Estimant que cette pratique est incompatible avec le règlement européen qui régit le bio, l’association interpelle donc Ecocert, l’organisme français chargé de la certification et du contrôle des produits issus de l’agriculture biologique, qui a accordé à BioNoor le droit d’apposer le logo AB sur ses emballages.
L’étrange silence du ministère de l’agriculture
« Ecocert maintenant sa décision, nous sommes montés d’un cran pour saisir l’INAO, qui assure la protection des sigles de qualité, et jusqu’au ministère de l’agriculture qui est l’autorité nationale garante du respect des textes européens », poursuit Frédéric Freund.
Laissée étrangement sans réponse, l’OABA se tourne alors vers le Conseil d’État qui, en octobre 2014, renvoie l’affaire devant le tribunal administratif de Montreuil. En janvier 2016, la juridiction déboute de sa demande l’OABA qui fait appel. Et ce n’est qu’en juillet 2017 que la cour administrative d’appel de Versailles décide de poser une « question préjudicielle » à la CJUE.
Une réponse sans ambiguïté
La réponse de la Cour du Luxembourg est sans ambiguïté. Elle reconnaît, certes, que la pratique de l’abattage rituel sans étourdissement préalable est autorisée par dérogation en Europe dans « le but d’assurer le respect de la liberté de religion ». Mais elle souligne que la législation communautaire sur l’agriculture biologique met en avant l’exigence de « normes élevées en matière de bien-être animal », notamment « une souffrance réduite au minimum pendant toute la durée de vie de l’animal, y compris lors de l’abattage ». Ce que ne garantit pas l’abattage d’animaux sans insensibilisation.
« Cet arrêt vient rappeler que le bien-être animal est protégé par le droit européen, se réjouit le docteur vétérinaire Jean-Pierre Kieffer, président de l’OABA. Mais il est tout de même révoltant qu’il ait fallu saisir les plus hautes autorités juridictionnelles pour que le ministère de l’agriculture soit obligé de l’appliquer. »
Le halal, bouc émissaire ?
Contactés par La Croix, aucun des responsables de BioNoor n’était joignable vendredi 1er mars.

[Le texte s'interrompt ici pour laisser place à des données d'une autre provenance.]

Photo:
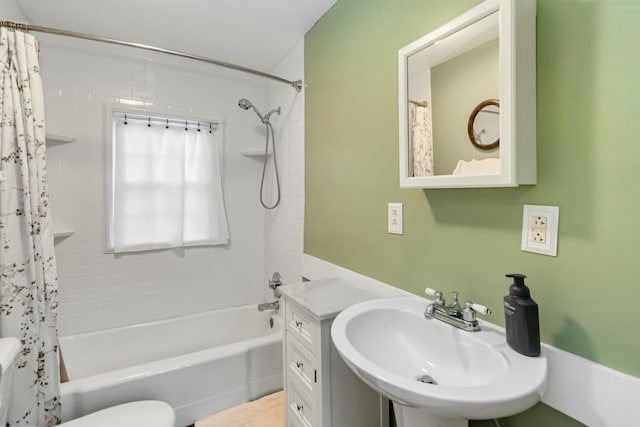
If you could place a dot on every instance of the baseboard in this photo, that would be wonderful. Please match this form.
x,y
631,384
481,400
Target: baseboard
x,y
589,392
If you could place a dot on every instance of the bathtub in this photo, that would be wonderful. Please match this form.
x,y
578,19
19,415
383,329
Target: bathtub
x,y
200,364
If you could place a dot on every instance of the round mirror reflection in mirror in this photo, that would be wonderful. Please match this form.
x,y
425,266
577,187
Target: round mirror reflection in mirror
x,y
484,125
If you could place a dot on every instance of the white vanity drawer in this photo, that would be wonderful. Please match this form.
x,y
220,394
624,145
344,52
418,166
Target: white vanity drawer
x,y
302,326
300,407
301,363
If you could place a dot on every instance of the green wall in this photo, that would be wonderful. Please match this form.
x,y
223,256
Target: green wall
x,y
588,126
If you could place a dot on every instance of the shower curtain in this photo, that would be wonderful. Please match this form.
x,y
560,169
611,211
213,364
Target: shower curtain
x,y
28,282
421,141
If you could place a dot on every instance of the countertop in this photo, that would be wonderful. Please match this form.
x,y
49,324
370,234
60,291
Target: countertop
x,y
325,298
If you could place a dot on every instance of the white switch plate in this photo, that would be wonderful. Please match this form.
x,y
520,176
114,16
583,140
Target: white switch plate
x,y
540,229
394,218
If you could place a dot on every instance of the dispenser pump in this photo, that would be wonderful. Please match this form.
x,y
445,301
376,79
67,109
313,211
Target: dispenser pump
x,y
518,288
521,318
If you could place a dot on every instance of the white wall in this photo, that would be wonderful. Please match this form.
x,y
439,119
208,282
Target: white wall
x,y
99,290
285,224
10,11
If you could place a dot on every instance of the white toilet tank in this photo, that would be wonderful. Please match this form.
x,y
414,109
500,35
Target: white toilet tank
x,y
148,413
9,348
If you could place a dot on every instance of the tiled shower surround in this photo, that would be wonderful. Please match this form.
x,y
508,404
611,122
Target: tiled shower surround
x,y
100,290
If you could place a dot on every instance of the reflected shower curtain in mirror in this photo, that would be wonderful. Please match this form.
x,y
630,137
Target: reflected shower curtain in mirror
x,y
421,141
28,280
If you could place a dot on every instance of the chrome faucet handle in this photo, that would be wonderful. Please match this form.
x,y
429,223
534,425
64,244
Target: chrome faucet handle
x,y
482,309
437,296
470,309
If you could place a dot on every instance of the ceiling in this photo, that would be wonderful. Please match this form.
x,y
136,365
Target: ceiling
x,y
252,33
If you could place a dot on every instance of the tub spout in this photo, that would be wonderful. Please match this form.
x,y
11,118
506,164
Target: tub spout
x,y
274,305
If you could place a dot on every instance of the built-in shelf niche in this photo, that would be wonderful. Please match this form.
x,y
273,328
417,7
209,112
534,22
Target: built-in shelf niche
x,y
52,140
62,233
255,154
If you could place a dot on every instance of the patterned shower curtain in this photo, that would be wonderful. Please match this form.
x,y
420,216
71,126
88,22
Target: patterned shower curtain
x,y
28,282
421,141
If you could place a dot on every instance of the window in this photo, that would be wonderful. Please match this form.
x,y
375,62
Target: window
x,y
166,188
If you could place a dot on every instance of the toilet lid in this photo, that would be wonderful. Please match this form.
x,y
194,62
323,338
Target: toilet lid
x,y
145,413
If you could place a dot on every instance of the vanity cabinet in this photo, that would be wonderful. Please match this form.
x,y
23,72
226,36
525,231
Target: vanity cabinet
x,y
320,389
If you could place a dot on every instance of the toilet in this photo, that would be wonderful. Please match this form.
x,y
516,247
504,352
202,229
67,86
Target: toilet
x,y
146,413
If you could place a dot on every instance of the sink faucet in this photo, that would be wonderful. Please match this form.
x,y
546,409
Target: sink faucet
x,y
273,305
274,283
454,314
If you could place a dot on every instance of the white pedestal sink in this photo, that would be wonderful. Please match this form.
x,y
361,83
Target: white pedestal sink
x,y
435,374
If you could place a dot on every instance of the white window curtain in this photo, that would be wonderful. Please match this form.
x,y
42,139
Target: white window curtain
x,y
167,188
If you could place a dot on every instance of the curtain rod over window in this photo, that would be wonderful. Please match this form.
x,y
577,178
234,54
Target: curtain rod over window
x,y
296,84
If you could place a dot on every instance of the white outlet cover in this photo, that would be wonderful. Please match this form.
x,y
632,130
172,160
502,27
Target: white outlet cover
x,y
540,229
394,218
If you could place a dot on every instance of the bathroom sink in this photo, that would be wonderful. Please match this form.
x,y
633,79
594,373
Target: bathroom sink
x,y
427,364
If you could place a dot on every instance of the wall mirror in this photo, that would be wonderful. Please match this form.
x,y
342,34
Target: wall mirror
x,y
483,127
471,79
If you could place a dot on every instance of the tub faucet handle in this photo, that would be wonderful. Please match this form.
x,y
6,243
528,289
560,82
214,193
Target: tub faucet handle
x,y
274,283
437,296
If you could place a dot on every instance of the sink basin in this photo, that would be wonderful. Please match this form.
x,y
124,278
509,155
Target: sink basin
x,y
426,364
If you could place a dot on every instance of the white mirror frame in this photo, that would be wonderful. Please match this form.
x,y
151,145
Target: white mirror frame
x,y
517,52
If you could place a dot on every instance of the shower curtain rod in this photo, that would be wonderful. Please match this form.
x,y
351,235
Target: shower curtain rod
x,y
296,84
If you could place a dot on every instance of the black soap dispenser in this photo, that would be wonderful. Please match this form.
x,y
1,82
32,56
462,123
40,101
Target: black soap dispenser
x,y
521,318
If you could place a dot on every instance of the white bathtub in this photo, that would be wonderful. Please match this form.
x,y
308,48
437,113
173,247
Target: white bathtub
x,y
200,364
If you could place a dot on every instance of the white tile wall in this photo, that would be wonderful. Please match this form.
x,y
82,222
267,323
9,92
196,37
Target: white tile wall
x,y
99,290
285,224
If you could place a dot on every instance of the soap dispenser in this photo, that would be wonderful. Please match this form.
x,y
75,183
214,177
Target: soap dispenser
x,y
521,318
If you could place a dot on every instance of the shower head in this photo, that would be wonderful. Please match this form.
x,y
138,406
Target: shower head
x,y
245,104
275,110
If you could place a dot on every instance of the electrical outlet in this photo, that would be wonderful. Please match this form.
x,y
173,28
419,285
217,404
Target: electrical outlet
x,y
394,218
540,229
538,232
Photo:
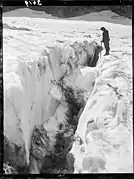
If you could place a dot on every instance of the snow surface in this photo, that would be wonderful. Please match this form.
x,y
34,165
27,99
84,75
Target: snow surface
x,y
29,96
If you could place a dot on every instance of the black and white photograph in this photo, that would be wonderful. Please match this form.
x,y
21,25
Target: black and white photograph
x,y
67,89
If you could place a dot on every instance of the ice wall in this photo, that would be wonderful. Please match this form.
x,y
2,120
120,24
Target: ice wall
x,y
30,97
105,126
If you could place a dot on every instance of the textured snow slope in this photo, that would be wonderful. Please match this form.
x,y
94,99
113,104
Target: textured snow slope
x,y
27,100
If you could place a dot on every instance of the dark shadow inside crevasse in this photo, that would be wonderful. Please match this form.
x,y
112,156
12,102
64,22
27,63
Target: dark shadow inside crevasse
x,y
64,140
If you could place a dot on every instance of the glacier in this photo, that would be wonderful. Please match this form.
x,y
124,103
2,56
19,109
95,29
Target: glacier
x,y
103,136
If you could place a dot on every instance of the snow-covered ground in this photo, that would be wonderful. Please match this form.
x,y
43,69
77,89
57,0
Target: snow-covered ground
x,y
28,98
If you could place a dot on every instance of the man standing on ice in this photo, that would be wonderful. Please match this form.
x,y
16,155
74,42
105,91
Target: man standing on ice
x,y
105,40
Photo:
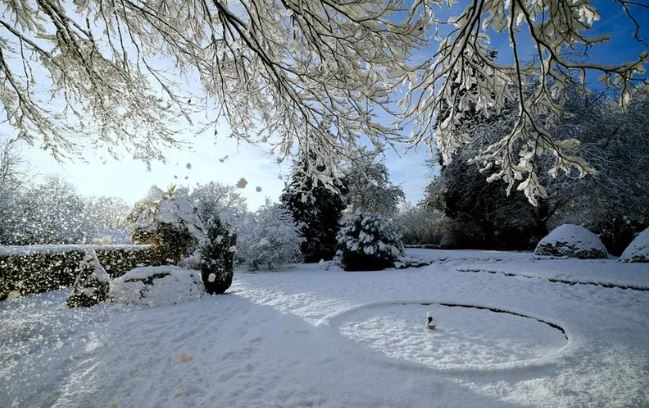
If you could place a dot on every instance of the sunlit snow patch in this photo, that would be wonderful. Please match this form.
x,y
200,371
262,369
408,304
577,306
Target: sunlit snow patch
x,y
466,337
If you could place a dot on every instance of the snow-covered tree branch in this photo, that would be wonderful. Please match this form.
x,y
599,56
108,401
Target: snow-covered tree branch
x,y
313,73
464,78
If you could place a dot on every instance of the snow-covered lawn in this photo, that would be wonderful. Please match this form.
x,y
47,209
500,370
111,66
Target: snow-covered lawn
x,y
308,336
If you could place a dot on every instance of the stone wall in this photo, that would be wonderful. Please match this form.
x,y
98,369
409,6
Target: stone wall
x,y
40,268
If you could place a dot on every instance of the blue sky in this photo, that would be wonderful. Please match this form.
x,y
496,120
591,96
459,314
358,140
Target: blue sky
x,y
129,179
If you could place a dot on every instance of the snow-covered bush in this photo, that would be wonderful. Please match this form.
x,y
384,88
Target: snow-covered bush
x,y
269,238
572,241
91,283
157,286
316,207
169,222
215,199
420,225
638,249
217,256
368,242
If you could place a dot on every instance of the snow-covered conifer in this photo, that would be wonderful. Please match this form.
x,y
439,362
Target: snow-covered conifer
x,y
368,242
269,238
217,252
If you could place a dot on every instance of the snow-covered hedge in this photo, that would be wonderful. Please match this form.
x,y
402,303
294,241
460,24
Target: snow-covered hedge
x,y
572,241
269,238
217,256
91,283
157,286
169,222
368,242
40,268
638,249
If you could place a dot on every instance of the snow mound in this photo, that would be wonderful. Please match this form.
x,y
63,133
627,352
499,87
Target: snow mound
x,y
157,286
572,241
638,249
466,338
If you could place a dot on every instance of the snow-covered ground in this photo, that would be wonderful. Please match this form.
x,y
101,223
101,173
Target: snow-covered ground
x,y
310,336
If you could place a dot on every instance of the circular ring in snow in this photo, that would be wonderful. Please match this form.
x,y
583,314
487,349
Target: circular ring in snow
x,y
468,337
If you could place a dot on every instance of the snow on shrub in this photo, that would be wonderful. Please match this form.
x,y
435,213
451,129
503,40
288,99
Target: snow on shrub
x,y
91,283
638,249
572,241
169,222
217,256
157,286
269,238
368,242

Sur le site de cette entreprise qui a été la première en France à proposer de la viande bio et halal au nom du « droit de manger sain(t) », son directeur, Hadj Khelil, affirmait, en septembre 2017, être victime « de militants de la cause animale », évoquant « une crispation par rapport à tout ce qui touche à l’islam pour certains ».
« Cet argument ne tient pas car il y a des pays comme l’Arabie saoudite ou la Malaisie et des communautés musulmanes en Europe qui acceptent l’étourdissement de l’animal. Nous n’avons rien contre la religion. Ce qui nous choque, c’est la souffrance inutile », réplique Frédéric Freund.
L’enjeu est aussi économique. L’arrêt de la CJUE pèsera lourd dans la décision que doit rendre, d’ici à la fin de l’année, la cour administrative d’appel de Versailles.
Si, comme il est plus que probable, elle déclare qu’une viande ne peut être halal, ou casher, et bio si l’animal n’a pas été étourdi avant d’être sacrifié, le coup risque d’être dur pour BioNoor et tous les autres acteurs engagés dans ce secteur. Au total, le marché alimentaire rituel est estimé à plus de 5 milliards d’euros par an.